February 7, 2023

Member Spotlight: Vertex Pharmaceuticals

Shaw Prize Winner Paul Negulescu Reflects on the Teamwork it Took to Find a Treatment for Cystic Fibrosis and Why Researchers Should Engage with the Patients They Are Helping

Paul Negulescu says he can’t recall a day throughout the span of his 20-plus year career as a researcher at Vertex Pharmaceuticals when he was unreachable to colleagues by phone. That changed last summer, when a camping trip in Baja California left him without cellphone service—and as luck would have it, someone was repeatedly calling him trying to deliver career-changing news. He and Michael J. Welsh, Director of the Pappajohn Biomedical Institute at the University of Iowa, were awarded the Shaw Prize in Life Science in Medicine for their groundbreaking research and therapies in treating cystic fibrosis (CF). Negulescu happened to check his email and saw multiple messages in his in-box—one that stood out was from Welsh saying they were named co-winners of the prize. Hearing it first from Welsh was a nice way to find out, Negulescu says. “Receiving this award was very humbling. When I started work in the CF field over 25 years ago, I could not have imagined winning an individual award. Everything we did and do is as part of a team.”

The Shaw Prize was established by a Hong Kong-based foundation more than 20 years ago and is called the “Nobel Prize of the East.” Negulescu and Welsh were named laureates of the 2022 prize for Welsh’s landmark discoveries of the underlying molecular defects that cause cystic fibrosis, and Negulescu’s role in developing medicines that can treat most people affected by the disorder.
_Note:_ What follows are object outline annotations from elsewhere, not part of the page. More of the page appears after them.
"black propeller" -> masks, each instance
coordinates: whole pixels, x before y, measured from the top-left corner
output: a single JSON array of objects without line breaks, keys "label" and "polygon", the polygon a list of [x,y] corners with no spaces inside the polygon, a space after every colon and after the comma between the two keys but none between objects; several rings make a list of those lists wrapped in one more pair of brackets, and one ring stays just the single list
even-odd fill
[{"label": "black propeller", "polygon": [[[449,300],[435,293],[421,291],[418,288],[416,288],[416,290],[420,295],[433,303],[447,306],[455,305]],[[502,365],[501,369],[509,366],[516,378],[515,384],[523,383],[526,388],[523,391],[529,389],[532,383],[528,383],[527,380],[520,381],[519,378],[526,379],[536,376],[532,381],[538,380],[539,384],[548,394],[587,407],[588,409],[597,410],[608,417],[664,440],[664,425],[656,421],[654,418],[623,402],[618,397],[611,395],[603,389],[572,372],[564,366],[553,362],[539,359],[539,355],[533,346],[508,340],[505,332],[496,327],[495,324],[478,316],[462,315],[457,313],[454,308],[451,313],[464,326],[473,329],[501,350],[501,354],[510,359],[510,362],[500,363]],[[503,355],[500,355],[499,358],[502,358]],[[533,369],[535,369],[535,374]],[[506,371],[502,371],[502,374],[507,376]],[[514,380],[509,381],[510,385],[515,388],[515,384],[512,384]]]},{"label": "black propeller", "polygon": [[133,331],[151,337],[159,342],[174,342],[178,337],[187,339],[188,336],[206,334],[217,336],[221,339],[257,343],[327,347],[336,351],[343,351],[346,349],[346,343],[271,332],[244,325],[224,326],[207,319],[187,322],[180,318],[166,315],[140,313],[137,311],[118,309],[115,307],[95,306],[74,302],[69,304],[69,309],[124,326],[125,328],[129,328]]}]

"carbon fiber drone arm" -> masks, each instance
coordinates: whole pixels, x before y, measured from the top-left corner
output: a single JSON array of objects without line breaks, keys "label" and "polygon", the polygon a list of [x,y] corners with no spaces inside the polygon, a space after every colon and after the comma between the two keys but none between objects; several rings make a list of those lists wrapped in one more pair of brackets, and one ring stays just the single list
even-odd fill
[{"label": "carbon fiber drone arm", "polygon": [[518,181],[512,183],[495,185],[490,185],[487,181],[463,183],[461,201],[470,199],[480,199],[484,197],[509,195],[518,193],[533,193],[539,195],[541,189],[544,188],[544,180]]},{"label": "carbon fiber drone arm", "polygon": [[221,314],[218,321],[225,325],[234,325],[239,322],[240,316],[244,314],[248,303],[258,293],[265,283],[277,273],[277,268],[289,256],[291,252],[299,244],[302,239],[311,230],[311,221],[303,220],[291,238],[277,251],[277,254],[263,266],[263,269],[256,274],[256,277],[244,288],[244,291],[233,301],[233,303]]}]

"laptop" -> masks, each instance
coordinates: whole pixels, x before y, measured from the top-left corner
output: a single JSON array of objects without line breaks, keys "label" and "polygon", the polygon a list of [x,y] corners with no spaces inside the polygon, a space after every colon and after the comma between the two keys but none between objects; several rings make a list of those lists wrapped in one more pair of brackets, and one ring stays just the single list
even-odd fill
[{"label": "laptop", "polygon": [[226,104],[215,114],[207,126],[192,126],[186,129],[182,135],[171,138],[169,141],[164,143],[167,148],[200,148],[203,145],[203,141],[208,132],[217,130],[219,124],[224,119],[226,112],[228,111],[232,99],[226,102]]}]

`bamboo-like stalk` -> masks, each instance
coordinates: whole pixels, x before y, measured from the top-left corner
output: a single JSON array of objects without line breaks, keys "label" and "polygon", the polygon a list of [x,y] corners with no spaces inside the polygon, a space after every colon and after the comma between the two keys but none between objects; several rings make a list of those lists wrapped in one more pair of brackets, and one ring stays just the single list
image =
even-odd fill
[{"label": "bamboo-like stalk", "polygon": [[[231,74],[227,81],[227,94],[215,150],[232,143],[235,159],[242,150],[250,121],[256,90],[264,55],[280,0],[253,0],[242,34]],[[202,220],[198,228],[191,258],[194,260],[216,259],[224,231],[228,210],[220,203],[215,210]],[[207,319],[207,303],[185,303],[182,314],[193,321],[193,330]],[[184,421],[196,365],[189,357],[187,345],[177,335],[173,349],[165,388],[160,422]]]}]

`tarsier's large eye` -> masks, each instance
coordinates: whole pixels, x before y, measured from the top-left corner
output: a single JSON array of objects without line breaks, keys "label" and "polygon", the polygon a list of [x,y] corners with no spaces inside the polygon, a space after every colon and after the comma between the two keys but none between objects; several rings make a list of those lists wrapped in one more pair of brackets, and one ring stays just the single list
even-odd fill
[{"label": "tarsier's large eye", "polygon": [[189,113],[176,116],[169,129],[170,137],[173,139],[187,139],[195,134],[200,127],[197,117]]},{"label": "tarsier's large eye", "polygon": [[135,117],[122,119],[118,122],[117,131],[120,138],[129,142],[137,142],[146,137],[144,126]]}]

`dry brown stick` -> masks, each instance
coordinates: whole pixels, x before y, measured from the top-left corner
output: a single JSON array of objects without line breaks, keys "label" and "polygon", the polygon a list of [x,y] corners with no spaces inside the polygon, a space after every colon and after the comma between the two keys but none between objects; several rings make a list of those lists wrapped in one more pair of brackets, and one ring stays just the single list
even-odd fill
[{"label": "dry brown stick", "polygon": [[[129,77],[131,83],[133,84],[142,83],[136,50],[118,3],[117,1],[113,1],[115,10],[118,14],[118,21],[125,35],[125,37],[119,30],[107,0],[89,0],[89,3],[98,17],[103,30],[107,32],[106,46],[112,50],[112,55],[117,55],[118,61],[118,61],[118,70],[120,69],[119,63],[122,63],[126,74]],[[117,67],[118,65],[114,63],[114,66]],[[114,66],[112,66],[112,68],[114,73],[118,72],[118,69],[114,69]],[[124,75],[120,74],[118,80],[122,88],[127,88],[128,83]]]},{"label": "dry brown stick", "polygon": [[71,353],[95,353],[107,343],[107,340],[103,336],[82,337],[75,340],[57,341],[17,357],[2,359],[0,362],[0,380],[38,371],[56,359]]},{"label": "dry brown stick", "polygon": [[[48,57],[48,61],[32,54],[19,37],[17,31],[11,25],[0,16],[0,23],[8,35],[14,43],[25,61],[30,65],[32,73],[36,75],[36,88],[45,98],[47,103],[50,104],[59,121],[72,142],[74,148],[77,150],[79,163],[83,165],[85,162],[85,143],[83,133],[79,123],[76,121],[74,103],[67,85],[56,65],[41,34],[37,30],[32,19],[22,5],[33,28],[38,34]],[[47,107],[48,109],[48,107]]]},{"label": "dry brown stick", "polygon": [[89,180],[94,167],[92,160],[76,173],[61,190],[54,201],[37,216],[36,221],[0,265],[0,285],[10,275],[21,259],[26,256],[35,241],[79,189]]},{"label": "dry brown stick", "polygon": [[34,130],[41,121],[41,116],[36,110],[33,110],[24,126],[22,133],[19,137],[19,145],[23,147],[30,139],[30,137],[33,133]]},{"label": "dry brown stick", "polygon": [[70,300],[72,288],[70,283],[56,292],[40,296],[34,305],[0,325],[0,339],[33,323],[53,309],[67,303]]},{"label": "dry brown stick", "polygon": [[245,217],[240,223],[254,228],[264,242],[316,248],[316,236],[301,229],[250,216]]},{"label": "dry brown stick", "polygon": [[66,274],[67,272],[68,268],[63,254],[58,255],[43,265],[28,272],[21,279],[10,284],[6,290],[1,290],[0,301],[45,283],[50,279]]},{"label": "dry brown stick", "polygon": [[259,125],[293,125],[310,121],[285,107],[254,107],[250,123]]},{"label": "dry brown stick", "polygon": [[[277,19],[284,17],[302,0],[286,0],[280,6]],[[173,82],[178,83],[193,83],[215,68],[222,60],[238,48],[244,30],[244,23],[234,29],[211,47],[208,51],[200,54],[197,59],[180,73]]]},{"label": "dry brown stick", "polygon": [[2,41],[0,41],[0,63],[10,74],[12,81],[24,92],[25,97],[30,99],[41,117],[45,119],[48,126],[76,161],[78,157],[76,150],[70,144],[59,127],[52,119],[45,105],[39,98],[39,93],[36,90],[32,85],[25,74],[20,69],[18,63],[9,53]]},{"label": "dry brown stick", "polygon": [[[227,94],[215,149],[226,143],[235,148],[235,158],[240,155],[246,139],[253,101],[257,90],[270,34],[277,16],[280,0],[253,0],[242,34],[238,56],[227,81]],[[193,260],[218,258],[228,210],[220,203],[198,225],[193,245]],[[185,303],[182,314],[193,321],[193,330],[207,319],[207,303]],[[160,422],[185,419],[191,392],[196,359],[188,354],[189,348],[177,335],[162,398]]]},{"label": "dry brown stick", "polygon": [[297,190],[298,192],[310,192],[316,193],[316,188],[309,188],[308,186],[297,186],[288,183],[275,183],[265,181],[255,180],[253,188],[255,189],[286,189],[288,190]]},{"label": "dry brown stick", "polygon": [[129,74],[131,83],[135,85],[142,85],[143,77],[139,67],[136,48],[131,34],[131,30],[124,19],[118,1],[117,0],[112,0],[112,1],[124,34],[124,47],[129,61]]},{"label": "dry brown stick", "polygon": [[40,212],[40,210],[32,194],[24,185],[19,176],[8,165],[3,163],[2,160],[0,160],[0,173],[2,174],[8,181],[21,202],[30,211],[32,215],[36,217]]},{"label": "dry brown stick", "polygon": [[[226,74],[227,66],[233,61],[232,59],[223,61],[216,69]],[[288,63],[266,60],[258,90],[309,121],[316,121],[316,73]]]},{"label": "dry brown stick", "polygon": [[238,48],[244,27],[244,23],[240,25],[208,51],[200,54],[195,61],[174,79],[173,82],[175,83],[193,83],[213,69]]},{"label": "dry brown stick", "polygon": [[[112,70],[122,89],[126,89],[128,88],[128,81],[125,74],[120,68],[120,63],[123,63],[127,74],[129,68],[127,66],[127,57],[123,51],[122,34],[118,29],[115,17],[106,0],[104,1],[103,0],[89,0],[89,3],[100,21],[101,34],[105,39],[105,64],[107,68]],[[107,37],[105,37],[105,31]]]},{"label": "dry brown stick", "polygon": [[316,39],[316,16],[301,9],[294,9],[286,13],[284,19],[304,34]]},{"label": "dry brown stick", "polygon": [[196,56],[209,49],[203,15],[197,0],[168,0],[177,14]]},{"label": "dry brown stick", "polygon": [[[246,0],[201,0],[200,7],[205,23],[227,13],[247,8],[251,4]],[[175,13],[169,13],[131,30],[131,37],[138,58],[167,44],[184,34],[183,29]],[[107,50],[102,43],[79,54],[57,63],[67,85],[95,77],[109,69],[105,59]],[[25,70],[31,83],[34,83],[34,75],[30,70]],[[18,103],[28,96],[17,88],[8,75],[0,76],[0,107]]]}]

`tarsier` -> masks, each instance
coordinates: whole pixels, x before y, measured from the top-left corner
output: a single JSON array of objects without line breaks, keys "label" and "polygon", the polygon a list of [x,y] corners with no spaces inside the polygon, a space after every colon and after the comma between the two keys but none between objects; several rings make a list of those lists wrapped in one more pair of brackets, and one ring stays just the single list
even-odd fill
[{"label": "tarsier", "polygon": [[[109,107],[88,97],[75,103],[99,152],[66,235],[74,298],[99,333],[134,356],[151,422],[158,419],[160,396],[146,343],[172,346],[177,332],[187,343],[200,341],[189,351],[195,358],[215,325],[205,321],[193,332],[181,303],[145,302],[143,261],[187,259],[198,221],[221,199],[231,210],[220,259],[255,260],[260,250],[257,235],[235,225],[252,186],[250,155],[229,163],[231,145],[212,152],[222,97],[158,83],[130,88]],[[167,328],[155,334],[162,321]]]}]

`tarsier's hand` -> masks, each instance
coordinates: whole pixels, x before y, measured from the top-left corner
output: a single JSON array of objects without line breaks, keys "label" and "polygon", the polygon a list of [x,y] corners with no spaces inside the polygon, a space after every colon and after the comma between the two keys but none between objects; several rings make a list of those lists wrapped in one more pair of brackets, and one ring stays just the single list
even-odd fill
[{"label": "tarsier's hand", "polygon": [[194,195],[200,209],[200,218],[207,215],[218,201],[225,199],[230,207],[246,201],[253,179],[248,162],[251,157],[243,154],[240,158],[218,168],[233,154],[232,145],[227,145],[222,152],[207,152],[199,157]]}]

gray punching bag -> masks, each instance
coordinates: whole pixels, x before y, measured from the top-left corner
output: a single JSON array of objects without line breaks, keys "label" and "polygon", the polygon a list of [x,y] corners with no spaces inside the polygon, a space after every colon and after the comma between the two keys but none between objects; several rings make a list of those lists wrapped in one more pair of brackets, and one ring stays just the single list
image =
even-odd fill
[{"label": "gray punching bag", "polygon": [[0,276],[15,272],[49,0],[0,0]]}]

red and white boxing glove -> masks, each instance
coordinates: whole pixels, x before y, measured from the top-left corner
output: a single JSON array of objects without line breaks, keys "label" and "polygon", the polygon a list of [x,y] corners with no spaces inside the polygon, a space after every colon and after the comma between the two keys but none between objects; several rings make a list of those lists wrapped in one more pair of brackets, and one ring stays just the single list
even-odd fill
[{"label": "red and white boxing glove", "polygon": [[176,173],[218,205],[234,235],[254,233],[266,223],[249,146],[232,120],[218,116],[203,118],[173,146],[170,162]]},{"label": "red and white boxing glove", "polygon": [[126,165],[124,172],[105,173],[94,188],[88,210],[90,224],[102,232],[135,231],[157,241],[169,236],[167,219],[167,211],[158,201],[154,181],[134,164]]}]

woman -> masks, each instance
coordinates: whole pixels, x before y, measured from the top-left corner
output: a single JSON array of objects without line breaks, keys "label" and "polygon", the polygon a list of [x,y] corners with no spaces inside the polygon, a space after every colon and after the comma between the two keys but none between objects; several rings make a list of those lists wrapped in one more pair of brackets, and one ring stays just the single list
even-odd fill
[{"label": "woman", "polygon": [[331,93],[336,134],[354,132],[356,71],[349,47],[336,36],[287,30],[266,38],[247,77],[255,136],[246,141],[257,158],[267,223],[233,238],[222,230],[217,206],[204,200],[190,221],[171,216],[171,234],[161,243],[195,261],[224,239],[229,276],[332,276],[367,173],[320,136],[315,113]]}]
Cystic fibrosis is a genetic disease that affects about 80,000 people worldwide. It causes damage to the lungs, pancreas, and other organs, and can lead to other potentially debilitating conditions which affect a patient’s quality of life and lifespan. For years, CF patients took a multitude of pills daily and regular courses of antibiotics and many face the possibility of needing a lung transplant, according to the Cystic Fibrosis Foundation. Welsh’s and Negulescu’s discoveries not only helped the scientific community better understand the disease, but led to the development of Kalydeco (in 2012) and Trikafta (in 2019)—breakthrough treatments for CF that Negulescu was initially told were “impossible” to create.

Negulescu spoke with us to reflect on his career and passion for patient advocacy, how researchers can benefit by meeting the patients they are trying to help, his dedication to giving back as a founding member of Generation STEAM’s San Diego Festival of Science & Engineering, and advice he has for up-and-coming life scientists.

Lab space at Vertex Pharmaceuticals’ San Diego site

What makes cystic fibrosis particularly difficult to understand and treat?

Cystic fibrosis was difficult to treat for many years because we did not understand the cause of the disease and therefore could only treat the symptoms. This changed in 1989, when a team led by Lap-Chee Tsui and Francis Collins discovered CF was caused by mutations in a gene called CFTR, which encoded a protein, also called CFTR. Mike Welsh and his colleagues showed that the CFTR protein was an ion channel required for the lung and other organs to regulate salt and fluid transport. They also showed that CF-causing mutations reduced the CFTR channel’s function, which explained how the disease occurred. These discoveries provided the foundation for us to discover the CFTR modulator drugs that restore function of the mutated CFTR ion channel.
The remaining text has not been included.